The Dogniaux-Lemoine monthly dependent model proved to be the best model for three locations but was overall ranked third because it performed badly for some other sites. When new model coefficients are calculated, we obtained clear model improvement for three locations (Osijek, Rijeka, and Zagreb). The performance for Križevci is undetermined, as the model improves a bit MAPE, but at the same time, MAE and RMSE increased. The original model performed very well for Split, so changing the coefficients resulted in a slightly worse performance. Yet again, the improvement in max PE is achieved for all five locations.

4. Conclusions

The up-to-date data covering the period 2009-2019 obtained from seven ground-based meteorological stations in Croatia are used to assess the performance of seventeen models for estimating global horizontal radiation using sunshine duration data. The performance of the models was numerically expressed combining four statistical indicators: mean absolute percentage error, mean bias error, mean absolute error, and root-mean-square error. The Rietveld model was the best overall, followed by the Soler and Dogniaux-Lemoine monthly dependent models. Although Soler and Dogniaux-Lemoine models have monthly specific coefficients, they fell behind the simplest of them, as Rietveld model uses Page’s linear relation with yearly constant coefficients. The Dogniaux-Lemoine model performed the best for three seaside locations with Mediterranean climate (Dubrovnik, Split, and Zadar), the Rietveld itself was the best model for Rijeka, and the Soler model performed the best for Gospić. The Newland model gave the best results for Zagreb and was ranked 4^th overall, while the Louche model, which was the best for Parg, was only ranked 11^th overall. In terms of the model percentage error, calculated in % as a deviation from the measured values, we found that in some cases, this error can even surpass 20%. Generally, the biggest percentage error occurs during the months with lower solar radiation. The coefficients of all models have been recalculated in order to adjust the models to the Croatian climate, and the validation of the adjusted models was performed using another dataset consisting of data from five stations (Križevci, Osijek, Rijeka, Split, and Zagreb). For the available dataset, we found that only the Dogniaux-Lemoine model performed better with adjusted models, while the Soler model even showed a bit worse performance with regard to the original coefficients. We believe that this is because the number of data values used for calculation of the adjusted coefficients was too small to achieve better correlation. This will be included in our future work. As for the Rietveld model, the value was 0.9397, and the adjusted coefficients do not differ much from the original ones so the performance of the adjusted and original model is pretty much the same.

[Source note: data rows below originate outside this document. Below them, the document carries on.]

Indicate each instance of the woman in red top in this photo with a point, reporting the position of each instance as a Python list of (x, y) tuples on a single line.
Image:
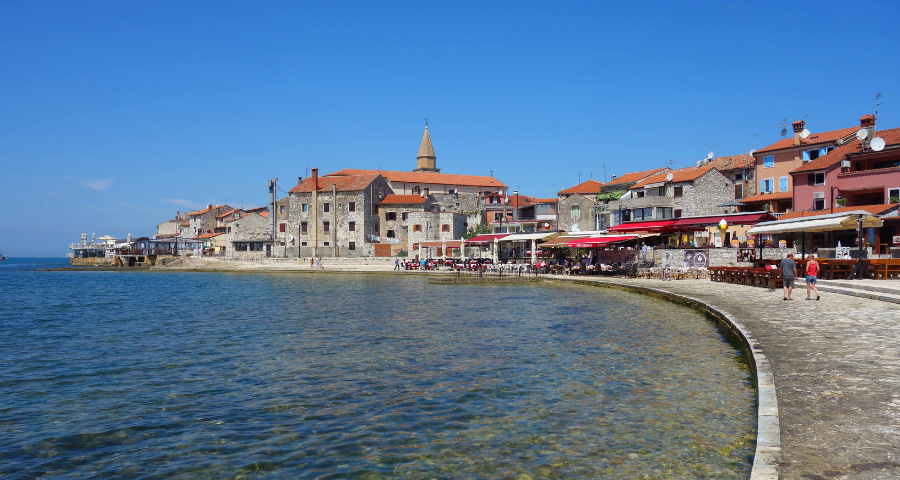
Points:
[(812, 274)]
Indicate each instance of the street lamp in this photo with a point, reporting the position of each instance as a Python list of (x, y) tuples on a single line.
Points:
[(832, 197), (831, 233)]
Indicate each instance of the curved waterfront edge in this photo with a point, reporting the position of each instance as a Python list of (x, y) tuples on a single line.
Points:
[(768, 436)]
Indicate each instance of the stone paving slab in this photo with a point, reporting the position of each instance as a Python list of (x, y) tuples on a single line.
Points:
[(836, 369)]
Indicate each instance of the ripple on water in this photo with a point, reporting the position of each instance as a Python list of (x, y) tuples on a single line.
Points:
[(166, 375)]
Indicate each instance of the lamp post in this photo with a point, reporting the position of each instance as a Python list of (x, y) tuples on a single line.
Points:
[(831, 233)]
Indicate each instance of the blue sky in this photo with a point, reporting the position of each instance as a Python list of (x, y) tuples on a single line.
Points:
[(117, 114)]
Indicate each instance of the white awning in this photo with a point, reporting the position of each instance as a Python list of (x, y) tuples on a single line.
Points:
[(818, 223)]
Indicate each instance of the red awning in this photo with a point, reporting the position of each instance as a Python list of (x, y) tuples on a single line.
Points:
[(599, 241), (439, 244), (489, 238), (713, 221), (651, 226)]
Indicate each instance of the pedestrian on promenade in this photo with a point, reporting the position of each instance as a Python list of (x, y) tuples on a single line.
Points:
[(812, 274), (788, 274)]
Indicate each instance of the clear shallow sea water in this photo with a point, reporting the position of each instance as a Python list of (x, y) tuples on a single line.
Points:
[(212, 375)]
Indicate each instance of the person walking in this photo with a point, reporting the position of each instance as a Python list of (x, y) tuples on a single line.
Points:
[(788, 274), (812, 274)]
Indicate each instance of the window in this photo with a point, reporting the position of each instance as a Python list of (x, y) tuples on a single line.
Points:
[(894, 195), (642, 214), (816, 179)]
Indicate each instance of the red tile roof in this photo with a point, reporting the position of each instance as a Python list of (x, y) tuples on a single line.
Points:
[(402, 200), (733, 162), (766, 197), (680, 175), (812, 139), (590, 186), (449, 179), (872, 209), (633, 176), (891, 137), (343, 183)]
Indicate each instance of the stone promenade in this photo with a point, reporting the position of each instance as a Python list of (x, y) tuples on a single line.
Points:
[(836, 368)]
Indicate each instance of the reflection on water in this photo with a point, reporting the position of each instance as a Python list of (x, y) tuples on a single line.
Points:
[(190, 375)]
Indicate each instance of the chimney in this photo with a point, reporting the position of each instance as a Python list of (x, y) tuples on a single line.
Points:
[(867, 122), (798, 127)]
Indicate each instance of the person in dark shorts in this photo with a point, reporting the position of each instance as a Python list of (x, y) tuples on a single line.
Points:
[(788, 274), (812, 276)]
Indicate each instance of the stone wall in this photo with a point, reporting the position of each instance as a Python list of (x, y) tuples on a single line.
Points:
[(585, 220), (718, 257), (701, 196)]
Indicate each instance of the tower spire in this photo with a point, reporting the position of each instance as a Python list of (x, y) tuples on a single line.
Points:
[(426, 161)]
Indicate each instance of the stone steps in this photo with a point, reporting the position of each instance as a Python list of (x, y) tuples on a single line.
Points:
[(884, 290)]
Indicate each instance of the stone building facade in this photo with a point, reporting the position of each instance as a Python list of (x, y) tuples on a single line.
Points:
[(576, 213), (334, 216), (249, 236), (203, 221), (686, 192), (431, 227)]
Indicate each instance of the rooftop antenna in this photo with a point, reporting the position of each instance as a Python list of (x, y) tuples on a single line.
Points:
[(877, 103)]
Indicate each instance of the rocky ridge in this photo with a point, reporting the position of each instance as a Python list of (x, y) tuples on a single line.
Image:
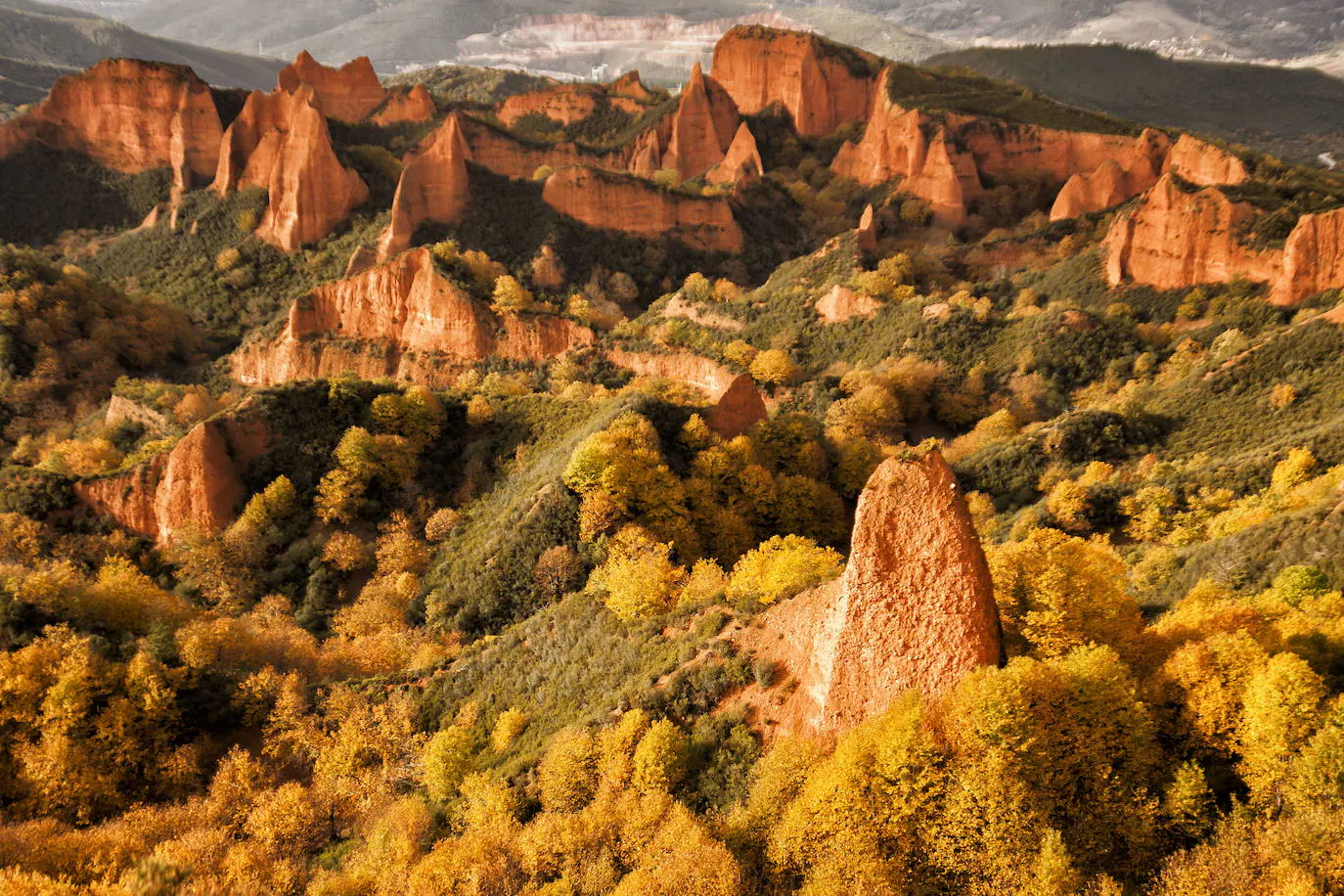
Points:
[(402, 320)]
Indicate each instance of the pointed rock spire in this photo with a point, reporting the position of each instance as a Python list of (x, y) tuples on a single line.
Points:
[(434, 186)]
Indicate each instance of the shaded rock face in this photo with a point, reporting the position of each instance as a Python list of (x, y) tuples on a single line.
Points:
[(566, 104), (765, 66), (1204, 164), (629, 86), (841, 305), (946, 160), (1176, 240), (198, 484), (915, 608), (349, 93), (309, 191), (412, 105), (433, 186), (700, 136), (129, 115), (737, 403), (1314, 258), (742, 161), (611, 202), (402, 320)]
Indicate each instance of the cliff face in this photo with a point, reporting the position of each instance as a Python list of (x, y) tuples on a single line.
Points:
[(349, 93), (433, 187), (406, 107), (915, 608), (946, 160), (910, 146), (1206, 164), (1314, 258), (811, 78), (401, 320), (740, 162), (1176, 240), (566, 104), (736, 400), (311, 193), (198, 484), (626, 204), (128, 115)]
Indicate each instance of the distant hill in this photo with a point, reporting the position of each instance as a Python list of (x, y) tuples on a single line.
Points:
[(39, 43), (1296, 113)]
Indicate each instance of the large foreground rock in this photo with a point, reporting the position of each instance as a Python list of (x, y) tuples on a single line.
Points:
[(915, 608)]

One thing to notice is that adjusted coefficients in all cases improved the maximum percentage error, and in some cases, this improvement was significant.

Data Availability

Sunshine duration data used in the study were supplied by the Croatian Meteorological and Hydrological Service under the research license and cannot be made freely available. Calculation data are available from the corresponding author upon request.

Conflicts of Interest

The authors declare that they have no conflicts of interest.

Acknowledgments

The authors wish to thank Croatian Meteorological and Hydrological Service for providing the data for the study. This work was financed by the Croatian Ministry of Science and Education.